On completion of this course, students will be able to:
1. Demonstrate an understanding of significant achievements within the discipline of Accounting.
2. Demonstrate knowledge of the methodological foundations of the Accounting discipline.
3. Demonstrate an understanding of key theoretical concepts in Accounting.
4. Apply key theoretical concepts to qualitative and empirical data.
5. Demonstrate the use of critical.
This course will advance the purpose and objectives outlined above by exploring historical, theoretical and methodological issues in Accounting.
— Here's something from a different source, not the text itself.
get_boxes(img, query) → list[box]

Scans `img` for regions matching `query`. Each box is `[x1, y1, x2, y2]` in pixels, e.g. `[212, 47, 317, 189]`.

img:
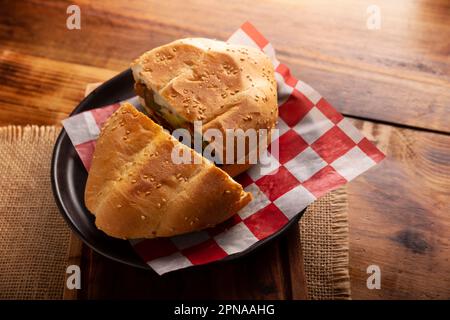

While the content of topics may vary from year to year depending on the number of students, their specific interests and the availability of staff, discussion of the history of accounting, and major approaches to the formulation of accounting theory, both financial and managerial will be addressed as well as the features, similarities, conflicts and merits of the various approaches.
Topics may include:
1. The Transitory Nature of Accounting Theory;
2. Emergence of Accounting Research;
3. Proprietorship and Entity Theories;
4. True Income approaches;
5. The decision usefulness approach;
6. Capital markets based research;
7. Positive accounting theory;
8. Voluntary disclosure; and
9. Critical perspectives towards accounting theory and research.
An undergraduate degree with at least a GPA of 5.0 with a major in Accounting or equivalent.